There were postings all over social media detailing the areas to avoid, with cars shown with their tyres submerged by water resembling the familiar ‘teh tarik’ shade of milky brown. Shah Alam and its surrounding areas seem to be one of the most badly troubled with reports of the flooded Bukit Jelutong toll plaza causing a sea of lit brake lights all the way from Setia Alam and beyond.
“Accumulated water, due to heavy rains in the area, could not flow out, and the retention ponds were filled with overflowing access water,” said Selangor exco member in charge of infrastructure Zaidy Abdul Talib told The Star. Also, a Plusline source told the newspaper, the slip road connecting Bukit Raja to Shah Alam was not accessible to traffic. Even KTMB were forced to shut down its Komuter train service at Batu Tiga after its tracks were found flooded.

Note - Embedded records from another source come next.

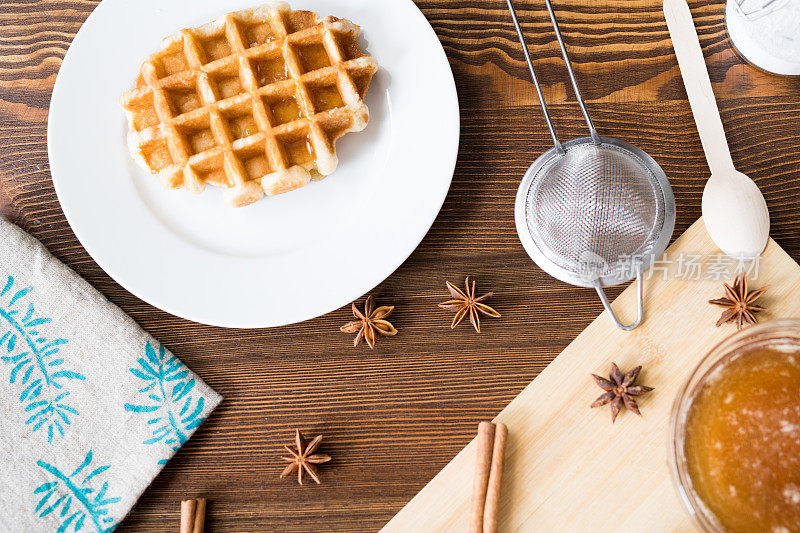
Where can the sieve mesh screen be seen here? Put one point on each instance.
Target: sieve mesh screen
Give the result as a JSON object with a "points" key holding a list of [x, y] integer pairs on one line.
{"points": [[594, 208]]}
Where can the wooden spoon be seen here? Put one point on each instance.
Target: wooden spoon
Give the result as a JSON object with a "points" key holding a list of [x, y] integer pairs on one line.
{"points": [[734, 210]]}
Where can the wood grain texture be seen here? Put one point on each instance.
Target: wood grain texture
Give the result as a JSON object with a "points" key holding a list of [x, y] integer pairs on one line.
{"points": [[393, 417]]}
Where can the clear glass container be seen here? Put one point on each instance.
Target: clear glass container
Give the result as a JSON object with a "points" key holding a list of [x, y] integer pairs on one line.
{"points": [[783, 335]]}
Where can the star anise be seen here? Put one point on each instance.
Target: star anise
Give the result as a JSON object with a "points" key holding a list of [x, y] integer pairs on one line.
{"points": [[369, 322], [465, 303], [303, 458], [620, 390], [739, 303]]}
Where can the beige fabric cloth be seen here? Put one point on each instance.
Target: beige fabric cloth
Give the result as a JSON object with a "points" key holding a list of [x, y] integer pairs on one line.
{"points": [[91, 406]]}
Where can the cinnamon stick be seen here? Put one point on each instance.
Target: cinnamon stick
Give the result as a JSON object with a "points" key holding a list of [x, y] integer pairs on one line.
{"points": [[188, 508], [193, 515], [480, 481], [495, 479]]}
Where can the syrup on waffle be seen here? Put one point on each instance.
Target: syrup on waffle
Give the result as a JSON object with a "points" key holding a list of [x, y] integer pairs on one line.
{"points": [[253, 102]]}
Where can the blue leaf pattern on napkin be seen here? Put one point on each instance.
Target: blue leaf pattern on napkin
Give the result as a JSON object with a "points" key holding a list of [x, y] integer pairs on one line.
{"points": [[166, 396], [73, 498], [35, 365]]}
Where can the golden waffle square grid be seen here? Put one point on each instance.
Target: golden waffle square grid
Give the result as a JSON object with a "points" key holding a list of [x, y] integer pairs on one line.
{"points": [[253, 102]]}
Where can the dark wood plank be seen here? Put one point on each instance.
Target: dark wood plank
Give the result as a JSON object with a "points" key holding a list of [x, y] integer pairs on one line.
{"points": [[394, 416]]}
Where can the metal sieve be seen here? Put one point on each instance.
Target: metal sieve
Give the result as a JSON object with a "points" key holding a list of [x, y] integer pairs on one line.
{"points": [[593, 211]]}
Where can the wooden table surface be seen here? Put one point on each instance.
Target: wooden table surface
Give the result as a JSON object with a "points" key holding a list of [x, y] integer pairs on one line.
{"points": [[394, 416]]}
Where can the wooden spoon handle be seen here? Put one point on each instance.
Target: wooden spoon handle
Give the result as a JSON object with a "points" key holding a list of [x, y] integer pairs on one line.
{"points": [[698, 85]]}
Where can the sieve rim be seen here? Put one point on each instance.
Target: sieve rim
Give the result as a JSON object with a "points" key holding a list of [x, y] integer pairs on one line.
{"points": [[615, 277]]}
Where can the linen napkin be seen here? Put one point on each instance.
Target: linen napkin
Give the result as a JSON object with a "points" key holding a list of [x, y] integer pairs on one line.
{"points": [[91, 406]]}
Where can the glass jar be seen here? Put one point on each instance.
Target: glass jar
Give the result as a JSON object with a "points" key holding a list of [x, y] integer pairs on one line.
{"points": [[781, 336]]}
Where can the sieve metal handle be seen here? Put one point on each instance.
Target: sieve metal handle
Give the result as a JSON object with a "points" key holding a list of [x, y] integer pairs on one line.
{"points": [[592, 131], [584, 110], [639, 300]]}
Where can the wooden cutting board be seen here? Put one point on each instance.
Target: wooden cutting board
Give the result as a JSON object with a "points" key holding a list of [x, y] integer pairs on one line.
{"points": [[568, 468]]}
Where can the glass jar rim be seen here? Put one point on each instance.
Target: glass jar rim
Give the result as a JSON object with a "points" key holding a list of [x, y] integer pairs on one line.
{"points": [[788, 329]]}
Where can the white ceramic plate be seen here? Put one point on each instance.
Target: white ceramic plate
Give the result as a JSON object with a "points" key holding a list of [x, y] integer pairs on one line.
{"points": [[283, 259]]}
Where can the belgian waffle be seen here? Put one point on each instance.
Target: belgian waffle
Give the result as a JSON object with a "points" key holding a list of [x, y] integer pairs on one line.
{"points": [[253, 102]]}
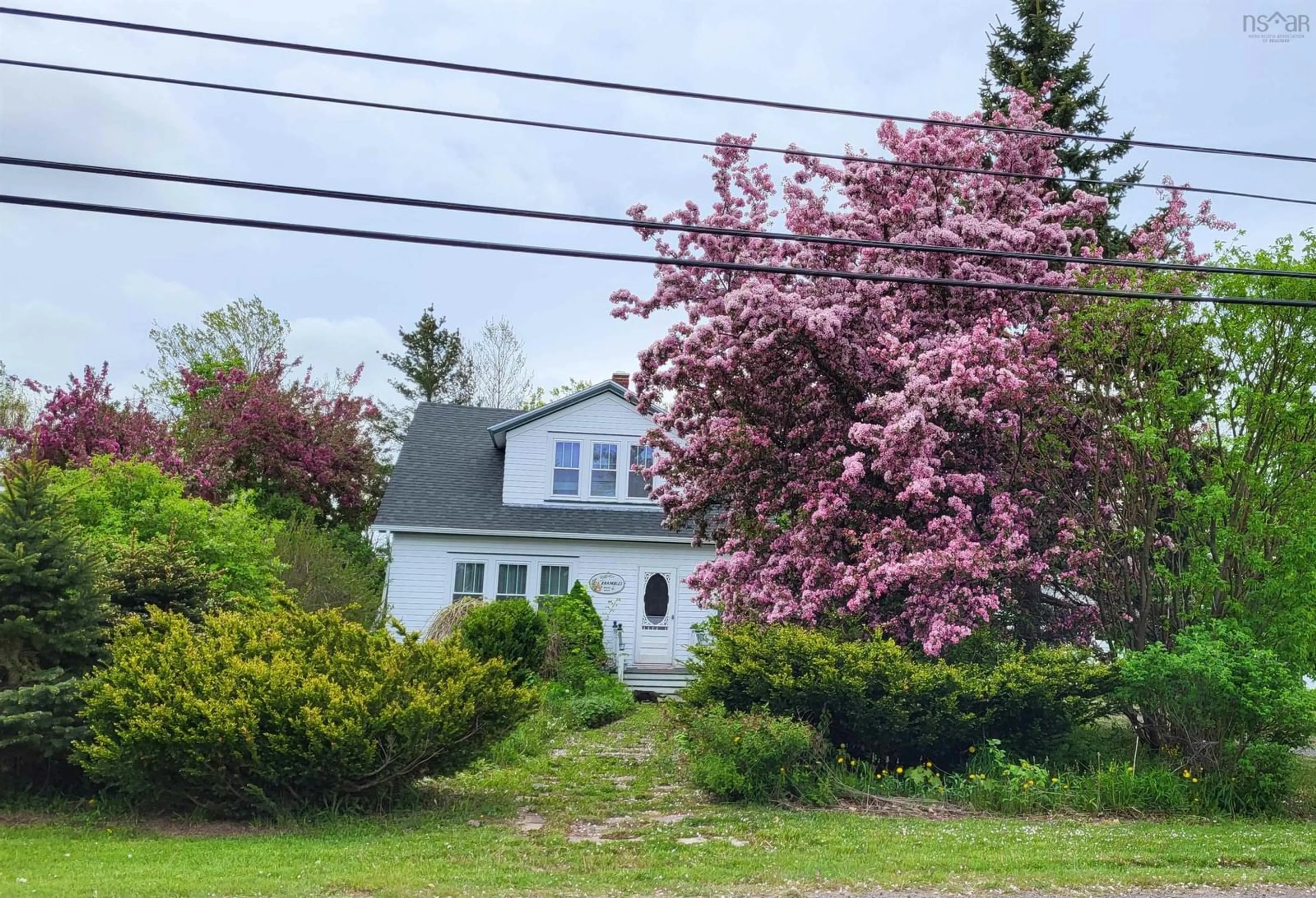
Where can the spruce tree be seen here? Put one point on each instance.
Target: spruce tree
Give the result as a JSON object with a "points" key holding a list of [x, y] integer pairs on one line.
{"points": [[434, 364], [1029, 57], [52, 613]]}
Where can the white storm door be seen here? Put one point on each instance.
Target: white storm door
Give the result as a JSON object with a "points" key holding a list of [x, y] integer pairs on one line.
{"points": [[656, 617]]}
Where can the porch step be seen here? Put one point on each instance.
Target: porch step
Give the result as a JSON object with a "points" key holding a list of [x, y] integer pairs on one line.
{"points": [[664, 681]]}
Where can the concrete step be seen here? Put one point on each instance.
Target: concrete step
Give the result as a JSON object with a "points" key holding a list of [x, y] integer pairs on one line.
{"points": [[665, 683]]}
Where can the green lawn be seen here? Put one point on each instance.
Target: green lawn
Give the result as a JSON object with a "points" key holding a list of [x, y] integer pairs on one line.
{"points": [[618, 820]]}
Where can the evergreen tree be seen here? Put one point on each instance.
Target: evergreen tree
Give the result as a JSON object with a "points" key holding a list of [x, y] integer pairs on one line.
{"points": [[52, 611], [434, 364], [1039, 52]]}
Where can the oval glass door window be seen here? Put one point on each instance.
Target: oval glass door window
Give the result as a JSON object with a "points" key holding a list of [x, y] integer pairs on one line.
{"points": [[657, 599]]}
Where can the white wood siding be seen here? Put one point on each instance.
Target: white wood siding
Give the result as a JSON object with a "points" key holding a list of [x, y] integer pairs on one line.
{"points": [[526, 469], [420, 578]]}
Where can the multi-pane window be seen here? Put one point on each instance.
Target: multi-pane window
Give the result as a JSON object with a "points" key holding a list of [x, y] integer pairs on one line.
{"points": [[511, 582], [555, 580], [468, 579], [566, 469], [639, 485], [603, 471]]}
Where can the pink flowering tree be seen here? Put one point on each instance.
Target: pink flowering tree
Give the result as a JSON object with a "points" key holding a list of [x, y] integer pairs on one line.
{"points": [[291, 441], [82, 420], [858, 449]]}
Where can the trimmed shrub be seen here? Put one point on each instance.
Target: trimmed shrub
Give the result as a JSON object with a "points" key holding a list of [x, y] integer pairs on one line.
{"points": [[261, 712], [574, 651], [602, 700], [755, 756], [884, 703], [509, 629]]}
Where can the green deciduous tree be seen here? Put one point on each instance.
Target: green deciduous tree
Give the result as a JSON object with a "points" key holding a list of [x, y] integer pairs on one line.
{"points": [[502, 374], [1195, 479], [244, 332], [119, 503], [537, 397], [52, 613], [1029, 57]]}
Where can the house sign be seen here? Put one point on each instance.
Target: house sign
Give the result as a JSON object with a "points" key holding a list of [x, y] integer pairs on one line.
{"points": [[607, 584]]}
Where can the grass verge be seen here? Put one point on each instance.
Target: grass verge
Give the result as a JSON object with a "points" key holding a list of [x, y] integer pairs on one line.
{"points": [[609, 812]]}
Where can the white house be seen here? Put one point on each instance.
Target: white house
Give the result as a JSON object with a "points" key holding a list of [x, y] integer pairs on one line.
{"points": [[501, 503]]}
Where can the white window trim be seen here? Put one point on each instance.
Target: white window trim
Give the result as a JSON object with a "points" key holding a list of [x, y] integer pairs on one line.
{"points": [[539, 575], [534, 573], [526, 563], [553, 463], [452, 574], [584, 482]]}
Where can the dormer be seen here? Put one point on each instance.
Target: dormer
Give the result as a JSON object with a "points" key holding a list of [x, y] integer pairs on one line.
{"points": [[578, 452]]}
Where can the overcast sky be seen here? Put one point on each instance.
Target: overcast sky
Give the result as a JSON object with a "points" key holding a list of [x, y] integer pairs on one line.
{"points": [[80, 288]]}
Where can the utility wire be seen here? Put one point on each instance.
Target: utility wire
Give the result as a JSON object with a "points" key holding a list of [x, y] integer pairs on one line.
{"points": [[640, 136], [642, 259], [639, 225], [622, 86]]}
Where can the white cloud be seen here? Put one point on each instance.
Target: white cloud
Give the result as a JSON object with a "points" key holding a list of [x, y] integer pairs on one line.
{"points": [[78, 288]]}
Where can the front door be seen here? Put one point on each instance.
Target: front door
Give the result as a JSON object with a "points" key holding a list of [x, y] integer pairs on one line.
{"points": [[656, 618]]}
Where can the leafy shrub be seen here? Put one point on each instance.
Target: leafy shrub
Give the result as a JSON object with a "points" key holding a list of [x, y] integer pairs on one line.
{"points": [[884, 703], [755, 756], [161, 574], [116, 500], [510, 630], [321, 574], [52, 616], [602, 700], [1220, 704], [266, 711], [574, 651]]}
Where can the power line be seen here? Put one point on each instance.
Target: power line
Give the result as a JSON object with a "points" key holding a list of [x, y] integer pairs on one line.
{"points": [[639, 136], [623, 86], [637, 225], [628, 257]]}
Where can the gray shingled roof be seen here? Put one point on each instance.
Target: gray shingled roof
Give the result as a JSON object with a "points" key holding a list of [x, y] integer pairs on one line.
{"points": [[449, 477]]}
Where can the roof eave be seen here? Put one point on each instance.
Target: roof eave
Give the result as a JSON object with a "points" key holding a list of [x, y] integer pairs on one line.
{"points": [[498, 433]]}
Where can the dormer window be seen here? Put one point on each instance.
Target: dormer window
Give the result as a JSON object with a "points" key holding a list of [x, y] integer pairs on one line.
{"points": [[603, 471], [566, 469], [639, 485], [599, 469]]}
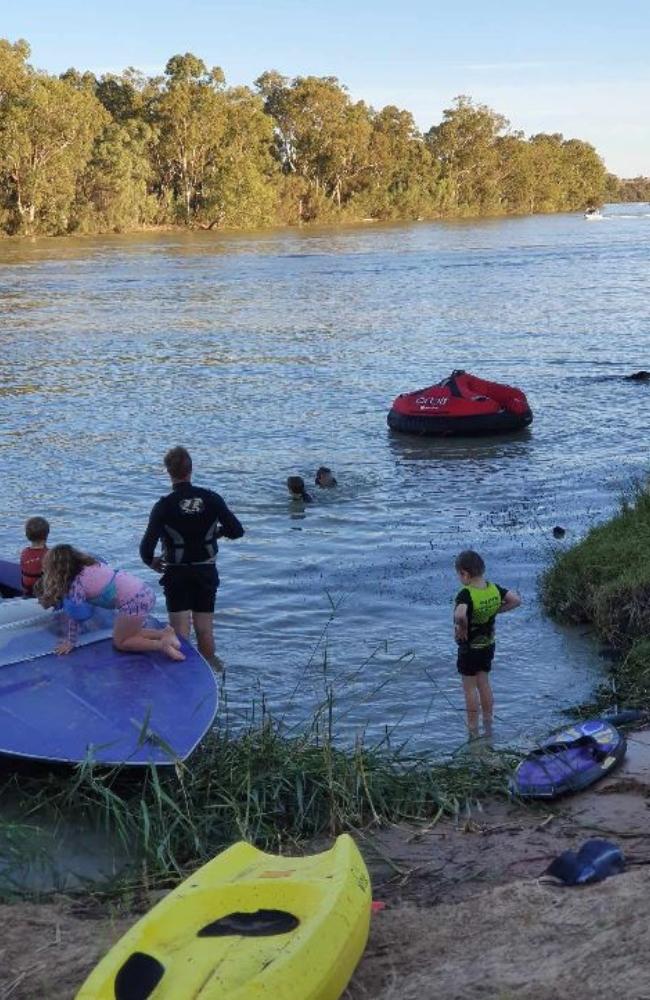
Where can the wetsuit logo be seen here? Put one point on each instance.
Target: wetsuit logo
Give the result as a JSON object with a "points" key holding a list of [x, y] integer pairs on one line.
{"points": [[194, 505]]}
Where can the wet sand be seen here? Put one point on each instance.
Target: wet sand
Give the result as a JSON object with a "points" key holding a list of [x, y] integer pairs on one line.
{"points": [[466, 913]]}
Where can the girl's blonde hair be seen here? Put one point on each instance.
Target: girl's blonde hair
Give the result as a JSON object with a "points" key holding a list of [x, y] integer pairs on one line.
{"points": [[60, 566]]}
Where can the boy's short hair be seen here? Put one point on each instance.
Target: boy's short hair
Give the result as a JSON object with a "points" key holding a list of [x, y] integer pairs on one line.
{"points": [[36, 529], [470, 562], [178, 462]]}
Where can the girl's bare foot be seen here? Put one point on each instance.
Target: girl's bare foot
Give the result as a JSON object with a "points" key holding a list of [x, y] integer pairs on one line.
{"points": [[172, 651], [170, 636]]}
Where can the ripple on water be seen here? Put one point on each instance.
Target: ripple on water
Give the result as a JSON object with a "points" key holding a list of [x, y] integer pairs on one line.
{"points": [[273, 353]]}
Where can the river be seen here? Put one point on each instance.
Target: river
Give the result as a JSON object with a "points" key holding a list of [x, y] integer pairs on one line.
{"points": [[268, 354]]}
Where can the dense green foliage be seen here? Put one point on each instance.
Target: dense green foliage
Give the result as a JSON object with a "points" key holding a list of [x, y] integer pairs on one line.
{"points": [[605, 581], [85, 154], [632, 189]]}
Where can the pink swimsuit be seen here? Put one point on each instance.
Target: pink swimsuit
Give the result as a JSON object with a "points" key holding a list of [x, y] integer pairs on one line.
{"points": [[131, 595]]}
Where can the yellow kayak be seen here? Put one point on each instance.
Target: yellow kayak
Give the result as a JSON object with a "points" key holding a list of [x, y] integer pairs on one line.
{"points": [[247, 925]]}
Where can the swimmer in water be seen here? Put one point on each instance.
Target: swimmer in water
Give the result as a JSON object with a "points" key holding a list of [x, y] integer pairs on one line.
{"points": [[296, 487], [325, 478]]}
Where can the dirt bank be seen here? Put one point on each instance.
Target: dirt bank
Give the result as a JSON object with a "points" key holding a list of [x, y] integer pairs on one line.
{"points": [[466, 916]]}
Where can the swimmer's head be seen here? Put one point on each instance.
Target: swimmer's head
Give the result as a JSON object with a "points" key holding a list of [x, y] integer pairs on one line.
{"points": [[325, 477], [296, 486]]}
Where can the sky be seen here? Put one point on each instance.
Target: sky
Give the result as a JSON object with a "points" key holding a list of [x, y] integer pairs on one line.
{"points": [[576, 67]]}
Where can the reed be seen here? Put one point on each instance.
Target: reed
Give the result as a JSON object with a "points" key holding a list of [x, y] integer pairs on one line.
{"points": [[604, 581], [264, 784]]}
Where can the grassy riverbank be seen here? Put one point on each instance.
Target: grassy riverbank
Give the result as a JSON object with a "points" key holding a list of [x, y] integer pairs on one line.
{"points": [[275, 789], [605, 581]]}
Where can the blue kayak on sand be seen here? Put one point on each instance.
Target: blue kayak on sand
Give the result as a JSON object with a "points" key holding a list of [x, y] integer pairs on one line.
{"points": [[570, 760], [96, 702]]}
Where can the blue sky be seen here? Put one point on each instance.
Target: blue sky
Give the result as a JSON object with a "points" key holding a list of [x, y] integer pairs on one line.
{"points": [[576, 67]]}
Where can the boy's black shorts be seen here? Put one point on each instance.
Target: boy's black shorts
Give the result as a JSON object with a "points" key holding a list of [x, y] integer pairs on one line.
{"points": [[474, 661], [190, 588]]}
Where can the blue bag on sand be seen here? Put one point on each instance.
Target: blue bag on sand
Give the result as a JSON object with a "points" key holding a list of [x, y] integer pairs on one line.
{"points": [[596, 860]]}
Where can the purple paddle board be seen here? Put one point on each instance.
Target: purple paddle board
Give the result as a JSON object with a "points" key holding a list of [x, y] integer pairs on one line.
{"points": [[116, 708]]}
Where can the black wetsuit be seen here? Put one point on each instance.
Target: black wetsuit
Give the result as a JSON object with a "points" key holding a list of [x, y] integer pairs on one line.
{"points": [[188, 522]]}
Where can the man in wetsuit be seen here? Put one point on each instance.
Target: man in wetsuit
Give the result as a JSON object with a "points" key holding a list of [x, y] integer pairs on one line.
{"points": [[188, 522]]}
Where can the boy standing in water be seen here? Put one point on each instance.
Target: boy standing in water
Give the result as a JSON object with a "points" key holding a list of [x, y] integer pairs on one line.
{"points": [[477, 605], [31, 558]]}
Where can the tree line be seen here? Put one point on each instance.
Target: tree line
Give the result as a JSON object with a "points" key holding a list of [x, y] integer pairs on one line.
{"points": [[85, 154]]}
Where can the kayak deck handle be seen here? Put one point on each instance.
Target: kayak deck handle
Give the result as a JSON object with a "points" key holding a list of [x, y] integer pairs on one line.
{"points": [[138, 977], [260, 923]]}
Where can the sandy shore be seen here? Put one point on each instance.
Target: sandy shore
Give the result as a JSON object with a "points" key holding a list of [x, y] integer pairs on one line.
{"points": [[466, 915]]}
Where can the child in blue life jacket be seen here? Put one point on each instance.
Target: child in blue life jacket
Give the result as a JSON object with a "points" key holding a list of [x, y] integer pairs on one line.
{"points": [[476, 607]]}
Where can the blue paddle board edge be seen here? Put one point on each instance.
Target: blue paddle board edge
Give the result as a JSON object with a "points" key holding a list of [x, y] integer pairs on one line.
{"points": [[164, 761]]}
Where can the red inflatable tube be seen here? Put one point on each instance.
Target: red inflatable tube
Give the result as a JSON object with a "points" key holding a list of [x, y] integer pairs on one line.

Those are just two examples of roads and major thoroughfares crippled by a late afternoon downpour. But rain like that has been quite common in the recent weeks and have been an annual occurance around this time of the year, running almost like clockwork to turn sunny skies into a water soaked fog. So why do these flash floods keep on happening? And why do they seem to catch us unprepared?
There are a myriad of possible reasons, likely interconnected, and slightly different based on area. While we can’t confirm a root cause (rain?), we can begin to question why certain locations are much more susceptible to them time and time again.
Is it poorly planned drainage system? Is there too much trash or soil in said drainage system? Is there too much construction work going on everywhere? Should there be more preventive measures? Is it just bad luck? Did Han Solo shoot first?
All pressing questions we need to ask.
It seems almost we are almost too easily afflicted by flash floods when encountered with more-than-usual amounts of rain. One would think that, after decades in a tropical climate defined by its wet season, we would have figured out a way around this annual water influx from above.